An example of extreme CPU utilization might be when a server is under an unexpectedly heavy load, such as when a website experiences a sudden surge in traffic or when a large-scale data processing task is in progress. In such situations, the CPU might be running at 100% capacity for an extended period of time, which can cause the server to slow down or become unresponsive.

In this example, saturation is the concern. If your CPU utilization is at 100%, that might be fine for your workloads, but you might want to examine other metrics to learn if this requires intervention. In this case, you might want to create an alerting policy so you're notified when a VM's CPU utilization surges.

With proper permissions, you can connect using SSH to your VMs to investigate the problem. However, if the Ops Agent is installed, you can see more historical data to help you troubleshoot.

Process utilization

An example of extreme process behavior might be when a process is consuming an excessive amount of resources such as CPU, memory, or disk I/O, to the point where it's causing performance degradation or even crashes the VM.

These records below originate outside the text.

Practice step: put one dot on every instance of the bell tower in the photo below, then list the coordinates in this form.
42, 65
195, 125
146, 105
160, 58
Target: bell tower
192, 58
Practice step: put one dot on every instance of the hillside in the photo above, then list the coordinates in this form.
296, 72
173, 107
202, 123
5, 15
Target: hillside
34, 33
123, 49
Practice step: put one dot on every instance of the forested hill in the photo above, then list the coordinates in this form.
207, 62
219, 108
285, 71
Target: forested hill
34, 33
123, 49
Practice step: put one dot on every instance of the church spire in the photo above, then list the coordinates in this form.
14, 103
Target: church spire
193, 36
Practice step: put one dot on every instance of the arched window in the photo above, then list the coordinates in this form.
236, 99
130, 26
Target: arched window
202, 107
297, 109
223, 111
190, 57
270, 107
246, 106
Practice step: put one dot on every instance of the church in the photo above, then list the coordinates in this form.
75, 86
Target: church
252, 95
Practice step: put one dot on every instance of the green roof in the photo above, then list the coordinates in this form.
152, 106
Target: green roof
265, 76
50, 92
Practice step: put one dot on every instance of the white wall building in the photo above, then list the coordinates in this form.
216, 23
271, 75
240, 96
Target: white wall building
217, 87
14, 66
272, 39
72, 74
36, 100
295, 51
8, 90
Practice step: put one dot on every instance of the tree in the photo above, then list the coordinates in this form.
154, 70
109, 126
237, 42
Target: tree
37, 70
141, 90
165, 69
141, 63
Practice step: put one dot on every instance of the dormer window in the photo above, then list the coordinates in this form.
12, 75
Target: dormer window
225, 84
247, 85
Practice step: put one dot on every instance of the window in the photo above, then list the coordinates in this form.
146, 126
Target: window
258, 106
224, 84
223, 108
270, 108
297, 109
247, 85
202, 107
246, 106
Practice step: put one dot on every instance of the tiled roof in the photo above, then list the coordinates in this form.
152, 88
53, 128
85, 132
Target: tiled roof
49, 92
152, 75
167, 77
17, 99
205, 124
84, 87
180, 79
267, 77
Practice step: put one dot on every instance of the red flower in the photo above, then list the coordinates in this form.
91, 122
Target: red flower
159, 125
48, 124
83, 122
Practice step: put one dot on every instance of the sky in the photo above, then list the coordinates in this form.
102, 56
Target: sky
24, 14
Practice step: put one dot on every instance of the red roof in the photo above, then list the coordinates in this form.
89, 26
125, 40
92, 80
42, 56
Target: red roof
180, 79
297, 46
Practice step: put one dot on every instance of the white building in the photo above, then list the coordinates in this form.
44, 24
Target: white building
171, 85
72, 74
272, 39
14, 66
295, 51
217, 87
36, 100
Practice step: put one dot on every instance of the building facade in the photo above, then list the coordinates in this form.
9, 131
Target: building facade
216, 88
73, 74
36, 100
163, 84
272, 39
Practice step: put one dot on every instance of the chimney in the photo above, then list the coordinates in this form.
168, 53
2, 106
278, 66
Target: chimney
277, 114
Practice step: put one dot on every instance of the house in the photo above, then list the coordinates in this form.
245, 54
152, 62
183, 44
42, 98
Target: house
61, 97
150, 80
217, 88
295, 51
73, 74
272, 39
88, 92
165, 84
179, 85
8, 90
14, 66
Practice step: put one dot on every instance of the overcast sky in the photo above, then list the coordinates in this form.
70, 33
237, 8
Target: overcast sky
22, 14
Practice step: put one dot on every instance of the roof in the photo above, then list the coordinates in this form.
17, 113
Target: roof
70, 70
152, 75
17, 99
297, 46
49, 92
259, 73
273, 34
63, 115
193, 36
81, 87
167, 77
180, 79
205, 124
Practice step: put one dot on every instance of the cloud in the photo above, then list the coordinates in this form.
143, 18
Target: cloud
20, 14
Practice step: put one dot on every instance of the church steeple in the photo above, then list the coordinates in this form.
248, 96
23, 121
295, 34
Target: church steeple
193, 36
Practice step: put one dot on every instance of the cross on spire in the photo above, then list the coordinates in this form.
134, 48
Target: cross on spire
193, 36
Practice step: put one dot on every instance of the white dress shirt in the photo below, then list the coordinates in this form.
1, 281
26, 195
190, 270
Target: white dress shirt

For example, if a process running on a VM is experiencing a memory leak, it might start consuming increasingly large amounts of memory over time, eventually causing the VM to run out of memory and crash. Similarly, if a process is using the disk heavily, it can cause the VM's disk I/O to become saturated, leading to slow response times for other processes.

Memory utilization

Databases require a large amount of memory to perform operations like indexing, sorting, and joining tables.

An example of high memory usage on a VM is when you run a database server, such as Cloud SQL for MySQL or Cloud SQL for PostgreSQL, with a large dataset. If the available memory of your VM is too small, reloading a dataset into memory can cause the database to run slow or crash.

Network performance

Network performance issues are the result of different factors: congestion, bandwidth limitations, hardware or software issues, and latency. To diagnose the problem, monitor your network performance metrics, troubleshoot hardware and software issues, and analyze network traffic patterns to identify and solve the root cause of the issue.

Disk utilization

High disk utilization on a VM occurs when there is a great amount of data being read to or written from the virtual disk resulting in a delay in disk access and a possible effect on VM performance.

Monitoring disk utilization metrics like disk I/O operations per second (IOPS), disk queue length, and average disk response time can help identify and diagnose high disk utilization issues on a VM.

Check logs and system events

The All Logs page provides log data about your resources. Sort by severity to identify problems and inspect the payload.

Audit logs record administrative events that occur in your resources. The logs can tell you what happened to trigger the event. Multiple logs are recorded and maintained in the same row, so for example, if you have 20 identical logs, the information is stored in one row, rather than 20 separate rows.

You can think of System Events as an umbrella term for events that are occurring at a higher level, but might affect your Compute Engine resources. A system event occurs when an error unrelated to a planned event fires. System events are logged at the fleet level.

Use third party integrations

Monitoring provides integrations with third-party applications. These integrations let you collect telemetry from applications such as Apache Web Server, Cloud SQL for MySQL, Memorystore for Redis, and others for deployments running on Compute Engine and GKE. When you use Compute Engine, third-party telemetry is collected by the Ops Agent.